Rappaport named Palo Alto Networks, which offers an offering called Prisma Cloud, as its company’s best place to land business.
“Probably the product we replace the most is Prisma Cloud,” Rappaport said, adding that it’s not a price battle because Wiz is “generally more expensive than any other product.”
Much of Palo Alto’s cloud expansion has been through acquisition, with CEO Nikesh Arora allocating more than $3 billion in recent years to purchases to bolster his company’s presence in the space. Rappaport said that while he stuck to the strategy, the result was a “Frankenstein mashup”.
“They’re still figuring out how to make it one platform,” Rappaport said.
Ankur Shah, senior vice president of Palo Alto Networks, defended his company’s technology and said Wiz was not the right choice for customers who want to protect their assets.
“Wiz is all about visibility,” Shah said. “Visibility is good. Safety is better.”
A spokesperson for Wiz challenged that notion and said the company’s technology “helps organizations detect, prioritize, prevent and resolve issues.”
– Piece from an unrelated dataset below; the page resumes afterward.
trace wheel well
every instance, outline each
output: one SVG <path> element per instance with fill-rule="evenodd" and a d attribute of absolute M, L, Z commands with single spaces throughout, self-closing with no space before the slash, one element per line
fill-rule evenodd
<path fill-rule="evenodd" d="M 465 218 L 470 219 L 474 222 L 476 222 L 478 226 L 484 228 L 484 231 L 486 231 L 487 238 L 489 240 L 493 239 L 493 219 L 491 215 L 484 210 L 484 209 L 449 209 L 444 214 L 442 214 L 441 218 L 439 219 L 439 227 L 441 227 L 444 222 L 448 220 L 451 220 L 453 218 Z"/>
While Wiz is gaining ground against industry stalwarts, there’s still a long way to go. A KeyBanc survey conducted in the first quarter of technology resellers and channel partners showed that 28% of respondents considered Palo Alto Networks the best-positioned cloud security provider, while 24% chose Microsoft and 4% chose Wiz.
One of the main ways Wiz rose to prominence so quickly is by uncovering potential issues involving consumer software. In March, Wiz disclosed a vulnerability in Microsoft’s Azure Active Directory login service that would have allowed attackers to alter the results people see in Microsoft’s Bing search engine. Microsoft fixed the issue and said “no unintended access occurred”.
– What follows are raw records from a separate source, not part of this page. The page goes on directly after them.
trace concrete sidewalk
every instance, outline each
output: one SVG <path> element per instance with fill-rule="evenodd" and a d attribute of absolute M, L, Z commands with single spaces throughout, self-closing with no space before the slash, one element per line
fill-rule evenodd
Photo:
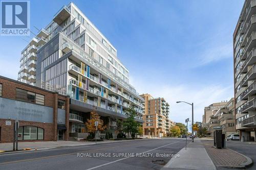
<path fill-rule="evenodd" d="M 111 142 L 120 142 L 125 141 L 132 141 L 136 140 L 147 140 L 146 139 L 130 139 L 120 140 L 108 140 L 103 141 L 97 141 L 97 143 L 106 143 Z M 57 147 L 79 146 L 83 145 L 95 144 L 94 141 L 37 141 L 37 142 L 18 142 L 18 149 L 23 150 L 25 148 L 37 150 L 52 149 Z M 13 143 L 0 143 L 0 151 L 12 151 Z"/>
<path fill-rule="evenodd" d="M 179 157 L 172 158 L 161 169 L 216 169 L 200 140 L 189 142 L 186 150 L 184 148 L 177 154 L 180 155 Z"/>

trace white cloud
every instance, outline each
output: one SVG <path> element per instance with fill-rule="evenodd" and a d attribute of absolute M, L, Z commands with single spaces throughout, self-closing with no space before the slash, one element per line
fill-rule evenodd
<path fill-rule="evenodd" d="M 223 87 L 219 84 L 167 84 L 164 81 L 147 82 L 139 76 L 130 78 L 131 82 L 141 93 L 148 93 L 154 98 L 163 97 L 170 105 L 169 117 L 176 122 L 185 123 L 185 119 L 191 119 L 191 106 L 183 101 L 194 104 L 194 122 L 202 122 L 204 107 L 212 103 L 229 100 L 233 96 L 233 86 Z"/>
<path fill-rule="evenodd" d="M 206 65 L 232 56 L 232 45 L 230 43 L 223 44 L 212 47 L 206 48 L 199 55 L 199 62 L 196 66 Z"/>

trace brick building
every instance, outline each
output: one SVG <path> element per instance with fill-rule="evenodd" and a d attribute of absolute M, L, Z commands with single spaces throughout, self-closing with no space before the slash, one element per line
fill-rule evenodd
<path fill-rule="evenodd" d="M 0 76 L 0 142 L 68 140 L 69 98 Z"/>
Wiz also has find several vulnerabilities in Microsoft’s Azure cloud infrastructure, a product the company knows well because many of its customers use it. Rappaport also knows a lot about Microsoft, having sold its previous security startup, Adallomto the company for $320 million in 2015.
Microsoft’s advantage, according to Rappaport, is its expertise in quickly assessing the risk of a threat and building the right teams to deal with it.
“They have the most scars on their hands,” he said.